Dia desses um amigo se surpreendeu com o fato de todas as minhas aulas estarem disponíveis no meu site, com transparências, bibliografia e tudo mais, para quem quisesse. Um professor também me perguntou se eu iria colocar o texto completo da minha tese na Internet (alertou-me de que alguém poderia copiá-lo). Resposta para as duas questões: tomara que me copiem mesmo! O mundo inteiro está na Internet, não há segredo que possa se gabar de estar em segurança. E isso não faz mesmo nenhum sentido. Para que esconder e guardar informações? Principalmente, se a gente considerar que o objetivo é divulgá-las e compartilhá-las com o máximo de pessoas possível.
Houve um tempo em que as pessoas acreditavam que seu talento e valor residiam no que só elas sabiam, naquilo que guardavam trancado a chave na gaveta do escritório. Tinham a ilusão de que a seção, o departamento, a empresa, o mundo, tudo pararia se ela se recusasse a abrir a gaveta. A garantia do seu emprego estava lá dentro, guardadinha.
Ainda bem que o mundo mudou (se bem que algumas poucas pessoas ainda não perceberam). Hoje as empresas não contratam mais quem não sabe trabalhar em equipe e tem o nefasto hábito de trancar gavetas. Na época pré-Internet, talvez até essa pudesse ser uma estratégia válida de sobrevivência, inclusive muito popular.
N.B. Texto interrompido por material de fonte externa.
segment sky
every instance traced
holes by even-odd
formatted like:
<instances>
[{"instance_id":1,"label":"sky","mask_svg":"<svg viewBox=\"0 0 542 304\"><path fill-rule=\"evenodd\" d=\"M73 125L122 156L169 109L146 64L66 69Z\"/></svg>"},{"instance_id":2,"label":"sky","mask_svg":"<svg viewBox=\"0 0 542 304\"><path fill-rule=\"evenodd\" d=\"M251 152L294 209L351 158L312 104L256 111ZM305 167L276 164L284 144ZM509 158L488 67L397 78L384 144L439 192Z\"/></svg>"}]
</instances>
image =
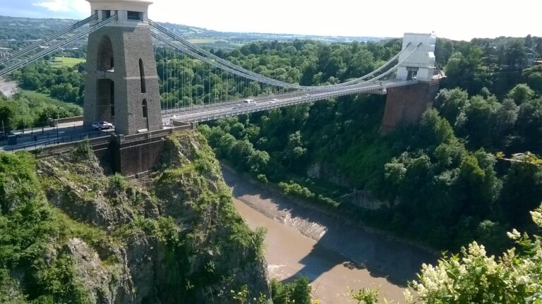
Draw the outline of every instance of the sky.
<instances>
[{"instance_id":1,"label":"sky","mask_svg":"<svg viewBox=\"0 0 542 304\"><path fill-rule=\"evenodd\" d=\"M82 19L85 0L0 0L0 15ZM541 0L155 0L149 18L222 32L330 36L542 36Z\"/></svg>"}]
</instances>

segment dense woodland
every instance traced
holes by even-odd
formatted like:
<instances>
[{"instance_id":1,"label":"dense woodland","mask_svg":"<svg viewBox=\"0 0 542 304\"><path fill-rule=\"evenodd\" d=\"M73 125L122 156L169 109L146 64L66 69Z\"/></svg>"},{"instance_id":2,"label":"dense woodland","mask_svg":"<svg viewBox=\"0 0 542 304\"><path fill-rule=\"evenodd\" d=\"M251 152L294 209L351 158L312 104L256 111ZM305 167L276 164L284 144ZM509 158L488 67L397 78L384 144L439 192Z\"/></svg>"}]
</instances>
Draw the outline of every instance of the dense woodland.
<instances>
[{"instance_id":1,"label":"dense woodland","mask_svg":"<svg viewBox=\"0 0 542 304\"><path fill-rule=\"evenodd\" d=\"M317 85L368 73L400 48L399 39L332 44L296 40L256 42L215 54L266 76ZM432 279L445 281L447 269L474 274L463 281L447 276L465 286L480 284L476 278L486 272L488 276L496 273L494 282L502 285L495 286L517 292L507 300L530 297L529 303L539 303L535 300L542 298L536 292L541 274L534 269L542 265L540 240L516 231L507 236L507 231L539 233L542 224L540 211L529 214L542 202L542 167L535 156L542 154L542 66L529 67L533 54L542 54L541 48L542 38L530 36L469 42L439 39L438 63L447 78L434 109L419 124L387 135L379 130L385 100L380 95L348 96L240 116L200 130L217 156L239 170L364 224L440 250L457 251L476 241L500 253L516 242L516 251L508 252L500 264L486 257L484 248L471 244L462 255L441 261L441 268L423 269L414 287L427 303L442 303L431 301L442 291L428 291L442 283L432 284ZM235 87L227 77L198 73L205 68L201 63L167 51L159 51L157 61L164 104L272 91L257 83ZM83 73L83 66L59 72L39 63L13 77L23 87L80 104ZM169 89L179 83L183 84L179 90ZM328 178L307 177L315 164L325 169L323 176ZM338 198L361 190L389 207L356 209ZM538 287L522 280L538 282ZM461 298L494 303L498 298L478 294L487 291L482 287L472 294L463 291L466 298L458 296L456 303L462 303Z\"/></svg>"}]
</instances>

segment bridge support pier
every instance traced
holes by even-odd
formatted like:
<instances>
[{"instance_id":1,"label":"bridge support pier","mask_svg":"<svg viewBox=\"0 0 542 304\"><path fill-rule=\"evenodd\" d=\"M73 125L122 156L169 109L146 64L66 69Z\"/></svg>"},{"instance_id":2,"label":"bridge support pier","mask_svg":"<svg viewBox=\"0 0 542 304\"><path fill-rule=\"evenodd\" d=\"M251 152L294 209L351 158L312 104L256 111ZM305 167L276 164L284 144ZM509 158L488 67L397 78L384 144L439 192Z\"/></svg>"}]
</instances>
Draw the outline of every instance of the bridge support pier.
<instances>
[{"instance_id":1,"label":"bridge support pier","mask_svg":"<svg viewBox=\"0 0 542 304\"><path fill-rule=\"evenodd\" d=\"M385 134L396 126L417 123L421 114L433 107L438 89L438 81L387 89L380 132Z\"/></svg>"}]
</instances>

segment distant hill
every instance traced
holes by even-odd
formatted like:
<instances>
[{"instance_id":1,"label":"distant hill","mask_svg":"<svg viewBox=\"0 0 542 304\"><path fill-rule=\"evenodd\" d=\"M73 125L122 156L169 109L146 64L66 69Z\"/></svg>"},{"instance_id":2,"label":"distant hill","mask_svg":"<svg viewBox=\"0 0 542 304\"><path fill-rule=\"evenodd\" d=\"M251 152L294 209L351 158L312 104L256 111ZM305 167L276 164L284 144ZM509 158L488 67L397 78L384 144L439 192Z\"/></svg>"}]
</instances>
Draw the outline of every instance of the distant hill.
<instances>
[{"instance_id":1,"label":"distant hill","mask_svg":"<svg viewBox=\"0 0 542 304\"><path fill-rule=\"evenodd\" d=\"M0 44L6 40L31 40L47 37L77 22L71 19L43 19L0 16ZM380 41L376 37L314 36L294 34L218 32L205 28L173 23L163 26L191 42L209 48L231 49L253 41L292 41L311 39L326 42ZM4 43L2 43L4 42ZM1 45L0 45L1 47Z\"/></svg>"}]
</instances>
Hoje não há mais gavetas trancadas em nenhum lugar do mundo. Pelo menos não para sempre. E as pessoas têm que pensar em outra maneira de se fazerem importantes no seu ambiente de trabalho em particular e na vida de uma maneira geral. Segredos não estão mais seguros e podem ser devassados a qualquer momento. Então, o que fazer?
Primeiro: reconhecer que a gente não sabe quase nada do que há para saber. Mesmo que eu publique aqui tudo o que sei, ainda assim é muito pouco para me fazer de importante e garantir minha sobrevivência profissional em algum lugar. Tudo o que está aqui também está ao mesmo tempo em muitos outros lugares, talvez com uma roupinha diferente. Sabe por quê? Por que são só informações e a gente vive mergulhado nelas, praticamente afogados. Conhecimento não é mais diferencial de nada, está ao alcance de qualquer um que tenha oportunidade e persistência para achar o que quer.
Segundo: reconhecer que sozinho não se vai a lugar nenhum. Se o que a gente sabe é quase nada, então como fazer alguma coisa com isso? Ora, o óbvio. Juntar com o pouquinho que mais alguém sabe e voilá: pode ser que se crie algo realmente útil e até importante. Já que é impossível para um só dar conta de saber tudo o que é preciso para andar pra frente, só nos resta montar o quebra-cabeças. Assim, quanto mais gente inteligente e disposta a compartilhar informações a gente conhece, maior é a probabilidade de realizar um trabalho legal que faça diferença.
Terceiro: o importante não é tanto o saber fazer, mas saber o que fazer. Ou seja, não adianta falar línguas, ter diplomas, teses, cursos e outros enfeites curriculares, se você não souber o que quer fazer com tudo isso. Vejo gente que estudou um montão reclamando que não há emprego, que ganha mal, e que fulano de tal que tem apenas o segundo grau incompleto está ganhando rios de dinheiro. Ora, a inteligência e a competência independem de quanto cada um estudou. Tem mais a ver com a sua visão do mundo, com a capacidade de criar novas soluções para velhos problemas, identificar oportunidades, gostar de desafios, ir à luta. Se a pessoa não sabe o que quer fazer com tudo o que aprendeu, isso acaba virando um fardo, um peso para carregar. Assim, quanto mais se estuda e aprende, mais elementos se tem para criar e mudar, o que, sem dúvida, é uma vantagem — mas vale lembrar que pode ser mais útil um simples canivete para quem sabe usá-lo do que mísseis supersônicos para quem não tem idéia do seu alvo.